The Age, a daily newspaper in Melbourne and Victoria, Australia, reports that in the mid-1990s, nearly 44% of people living in New South Wales (NWS), a southeastern Australian state, outright owned their home, but according to new data published by the Australian Bureau of Statistics, this rate has now plummeted to just 29.7%.
So what happened over the last twenty years? Why have Australians resorted to hefty mortgages instead of buying homes in cash?
Well, the swing from outright ownership to financing has primarily been due to a 460% jump in the median house price in Sydney, approaching levels that are considered out of reach for many.
The Age reveals a similar crisis in Victoria, wherein the mid-1990s, more than 45% outright owned a home, but now that number has declined to just 31%.
Over the same period, the median house price in Melbourne has skyrocketed from $126,131 to $806,000, forcing homebuyers in the last decade to resort to mortgages more than ever.
The Northern Territory has the smallest population of people who own their home mortgage-free, at just 17%. Among the states, just 27% of residents in Queensland and Western Australia live without a mortgage or rental payments.
Despite a housing bubble that has shown cracks, the median outstanding mortgage in Western Australia is $315,000. The median mortgage in Victoria is $260,000 while it is $265,000 in NSW.
The single largest age group of new mortgages were those aged between 55 and 64, suggesting as the housing market falters - older adults will experience the most financial pain.
"There are more and more people who are getting into retirement with a mortgage over their heads," said National Seniors chief advocate Ian Henschke.
"The number of people on Newstart aged between 55 and 64 is increasing sharply. These are people having to access their super to try and get on top of their mortgage because they don't want to retire with such large debts."
The affordability crisis has crushed low-income households.
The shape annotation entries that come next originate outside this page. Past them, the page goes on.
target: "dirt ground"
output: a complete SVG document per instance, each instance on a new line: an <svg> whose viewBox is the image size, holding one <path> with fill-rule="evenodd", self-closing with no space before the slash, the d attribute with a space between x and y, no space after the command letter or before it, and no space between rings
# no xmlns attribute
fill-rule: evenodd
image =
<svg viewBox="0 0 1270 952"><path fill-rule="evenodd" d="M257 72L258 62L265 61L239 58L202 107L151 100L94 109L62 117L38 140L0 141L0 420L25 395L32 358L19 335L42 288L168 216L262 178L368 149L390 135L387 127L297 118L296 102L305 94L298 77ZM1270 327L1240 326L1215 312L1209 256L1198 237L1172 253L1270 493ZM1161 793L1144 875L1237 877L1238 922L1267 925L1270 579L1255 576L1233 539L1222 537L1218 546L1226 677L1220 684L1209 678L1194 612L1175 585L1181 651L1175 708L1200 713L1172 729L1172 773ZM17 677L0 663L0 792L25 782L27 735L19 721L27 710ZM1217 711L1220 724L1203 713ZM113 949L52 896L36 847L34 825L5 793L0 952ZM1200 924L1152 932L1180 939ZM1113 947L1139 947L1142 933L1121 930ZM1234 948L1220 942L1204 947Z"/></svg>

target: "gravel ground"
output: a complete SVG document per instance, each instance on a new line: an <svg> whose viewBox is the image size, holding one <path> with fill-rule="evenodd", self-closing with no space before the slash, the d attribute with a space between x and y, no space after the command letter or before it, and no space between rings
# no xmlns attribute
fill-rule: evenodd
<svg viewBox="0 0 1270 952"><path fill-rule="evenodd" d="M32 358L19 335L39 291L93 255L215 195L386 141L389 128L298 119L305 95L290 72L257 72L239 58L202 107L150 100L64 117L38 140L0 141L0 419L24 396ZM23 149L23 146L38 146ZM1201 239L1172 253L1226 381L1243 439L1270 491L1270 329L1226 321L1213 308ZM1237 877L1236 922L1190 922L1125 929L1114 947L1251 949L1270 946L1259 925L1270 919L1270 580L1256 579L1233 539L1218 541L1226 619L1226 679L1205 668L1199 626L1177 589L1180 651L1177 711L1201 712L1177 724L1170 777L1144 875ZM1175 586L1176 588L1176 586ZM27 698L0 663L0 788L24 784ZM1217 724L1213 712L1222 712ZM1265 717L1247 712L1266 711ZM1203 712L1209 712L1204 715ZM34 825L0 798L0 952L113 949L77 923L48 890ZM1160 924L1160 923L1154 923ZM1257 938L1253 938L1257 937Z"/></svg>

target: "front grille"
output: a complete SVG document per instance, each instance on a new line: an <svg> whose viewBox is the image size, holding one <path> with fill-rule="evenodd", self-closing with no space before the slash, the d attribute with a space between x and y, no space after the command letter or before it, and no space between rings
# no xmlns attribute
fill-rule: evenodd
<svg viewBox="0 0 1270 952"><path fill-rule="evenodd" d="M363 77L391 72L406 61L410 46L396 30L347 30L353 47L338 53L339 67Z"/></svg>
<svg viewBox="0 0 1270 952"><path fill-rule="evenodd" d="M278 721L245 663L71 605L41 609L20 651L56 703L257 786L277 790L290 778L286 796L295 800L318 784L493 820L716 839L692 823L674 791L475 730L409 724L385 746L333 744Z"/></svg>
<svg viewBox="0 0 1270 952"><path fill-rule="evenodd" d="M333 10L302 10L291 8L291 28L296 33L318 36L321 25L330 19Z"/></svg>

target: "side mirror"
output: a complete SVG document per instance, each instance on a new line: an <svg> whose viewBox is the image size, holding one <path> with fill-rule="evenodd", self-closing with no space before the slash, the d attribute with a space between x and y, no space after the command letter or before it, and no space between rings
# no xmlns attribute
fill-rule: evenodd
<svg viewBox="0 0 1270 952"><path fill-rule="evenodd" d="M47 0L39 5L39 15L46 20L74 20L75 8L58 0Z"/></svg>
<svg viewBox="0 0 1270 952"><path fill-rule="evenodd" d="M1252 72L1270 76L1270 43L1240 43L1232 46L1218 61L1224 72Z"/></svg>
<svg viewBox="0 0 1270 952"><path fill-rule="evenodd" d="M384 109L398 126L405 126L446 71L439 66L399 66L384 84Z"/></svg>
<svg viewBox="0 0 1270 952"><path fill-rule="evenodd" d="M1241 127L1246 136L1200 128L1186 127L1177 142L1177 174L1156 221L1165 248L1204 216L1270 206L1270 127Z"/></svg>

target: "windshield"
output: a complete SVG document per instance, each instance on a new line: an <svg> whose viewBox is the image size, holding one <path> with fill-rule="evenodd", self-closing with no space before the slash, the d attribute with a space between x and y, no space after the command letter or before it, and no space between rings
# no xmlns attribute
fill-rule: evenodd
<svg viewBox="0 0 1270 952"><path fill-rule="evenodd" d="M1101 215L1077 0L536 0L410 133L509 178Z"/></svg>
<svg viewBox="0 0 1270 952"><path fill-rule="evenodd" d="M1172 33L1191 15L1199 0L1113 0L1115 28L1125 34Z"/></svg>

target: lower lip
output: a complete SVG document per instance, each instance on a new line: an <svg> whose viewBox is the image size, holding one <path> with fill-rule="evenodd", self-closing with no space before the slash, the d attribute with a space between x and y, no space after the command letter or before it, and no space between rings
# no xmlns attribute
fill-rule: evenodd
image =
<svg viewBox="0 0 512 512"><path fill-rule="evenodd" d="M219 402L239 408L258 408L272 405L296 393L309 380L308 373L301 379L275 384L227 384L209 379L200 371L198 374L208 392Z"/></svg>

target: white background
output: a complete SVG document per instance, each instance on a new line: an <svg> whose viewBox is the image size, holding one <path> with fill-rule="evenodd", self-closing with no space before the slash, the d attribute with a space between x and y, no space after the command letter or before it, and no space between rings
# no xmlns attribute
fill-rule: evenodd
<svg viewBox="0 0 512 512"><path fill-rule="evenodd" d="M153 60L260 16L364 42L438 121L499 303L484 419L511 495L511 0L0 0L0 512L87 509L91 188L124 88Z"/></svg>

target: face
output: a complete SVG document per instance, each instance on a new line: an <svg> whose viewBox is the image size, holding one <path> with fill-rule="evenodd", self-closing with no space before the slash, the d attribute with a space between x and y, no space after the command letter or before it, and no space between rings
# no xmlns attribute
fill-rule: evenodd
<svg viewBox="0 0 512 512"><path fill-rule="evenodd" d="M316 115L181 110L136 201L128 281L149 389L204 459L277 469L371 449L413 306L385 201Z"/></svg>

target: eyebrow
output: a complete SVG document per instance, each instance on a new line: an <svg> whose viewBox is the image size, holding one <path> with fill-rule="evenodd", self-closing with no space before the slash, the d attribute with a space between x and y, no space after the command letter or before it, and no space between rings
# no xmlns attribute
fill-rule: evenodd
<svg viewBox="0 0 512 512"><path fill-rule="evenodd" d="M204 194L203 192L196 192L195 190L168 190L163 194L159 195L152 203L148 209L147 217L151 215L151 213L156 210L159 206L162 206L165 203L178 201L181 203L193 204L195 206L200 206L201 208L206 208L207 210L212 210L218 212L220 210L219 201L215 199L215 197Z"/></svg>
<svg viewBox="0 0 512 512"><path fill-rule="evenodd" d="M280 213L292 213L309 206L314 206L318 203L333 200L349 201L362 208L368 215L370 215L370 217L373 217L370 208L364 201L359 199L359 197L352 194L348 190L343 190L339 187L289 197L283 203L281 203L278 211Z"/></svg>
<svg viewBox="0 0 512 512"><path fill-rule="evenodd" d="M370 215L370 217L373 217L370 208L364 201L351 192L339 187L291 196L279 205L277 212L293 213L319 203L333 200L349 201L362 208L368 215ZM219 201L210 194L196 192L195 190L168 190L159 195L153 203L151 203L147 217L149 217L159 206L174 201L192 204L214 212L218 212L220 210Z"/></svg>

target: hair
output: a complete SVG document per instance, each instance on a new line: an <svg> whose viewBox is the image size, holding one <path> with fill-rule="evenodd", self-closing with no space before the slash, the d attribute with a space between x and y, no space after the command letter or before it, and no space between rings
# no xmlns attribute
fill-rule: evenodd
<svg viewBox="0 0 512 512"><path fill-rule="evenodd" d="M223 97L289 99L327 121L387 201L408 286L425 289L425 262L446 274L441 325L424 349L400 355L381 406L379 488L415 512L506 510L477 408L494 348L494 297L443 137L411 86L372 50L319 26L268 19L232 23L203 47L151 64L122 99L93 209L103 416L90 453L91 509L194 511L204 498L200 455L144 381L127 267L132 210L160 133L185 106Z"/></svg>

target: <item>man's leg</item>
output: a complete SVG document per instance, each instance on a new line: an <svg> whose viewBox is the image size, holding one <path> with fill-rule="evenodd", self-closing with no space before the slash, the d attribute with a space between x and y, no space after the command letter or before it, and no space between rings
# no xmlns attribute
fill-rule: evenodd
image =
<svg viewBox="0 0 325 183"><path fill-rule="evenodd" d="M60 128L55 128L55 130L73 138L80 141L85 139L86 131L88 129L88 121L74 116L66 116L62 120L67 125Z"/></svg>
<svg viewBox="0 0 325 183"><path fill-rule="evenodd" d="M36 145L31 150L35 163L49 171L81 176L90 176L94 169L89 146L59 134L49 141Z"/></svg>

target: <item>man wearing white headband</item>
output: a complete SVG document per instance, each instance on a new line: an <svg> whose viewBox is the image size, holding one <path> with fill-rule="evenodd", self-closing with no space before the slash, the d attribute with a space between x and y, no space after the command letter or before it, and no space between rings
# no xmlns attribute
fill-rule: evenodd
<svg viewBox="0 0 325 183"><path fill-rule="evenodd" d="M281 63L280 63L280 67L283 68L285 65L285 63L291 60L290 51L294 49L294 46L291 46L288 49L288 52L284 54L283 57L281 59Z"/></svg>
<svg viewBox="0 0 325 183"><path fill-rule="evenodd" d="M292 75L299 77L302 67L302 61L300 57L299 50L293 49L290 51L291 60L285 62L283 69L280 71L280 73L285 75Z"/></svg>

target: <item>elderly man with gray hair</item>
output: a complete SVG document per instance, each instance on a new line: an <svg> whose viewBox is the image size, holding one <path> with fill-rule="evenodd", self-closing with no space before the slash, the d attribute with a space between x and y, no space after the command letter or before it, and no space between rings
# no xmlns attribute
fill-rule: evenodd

In the mid-1990s, the poorest of NSW resident spent 21% of their weekly income on housing; now they spend more than a third.
The low-income segment in Victoria is paying 25% of their income on rents or mortgages.
NAB senior economist Kieran Davies, in a recent note, warned that the newly created mortgage debt over the last several decades is mostly carried by older people.
"Gearing has increased sharply among older Australians, broadly reflecting the changing pattern of homeownership," he said.
Earlier this week, the Reserve Bank of Australia said interest rate cuts were going to have little effect in boosting house prices.
"A decline in interest rates was unlikely to encourage an unwelcome material pick-up in borrowing by households that would add to medium-term risks in the economy," it said.
With Australians saddled up with the most debt ever - many are soon going to discover that an era of cheap money will be the financial death of them as the housing market implodes.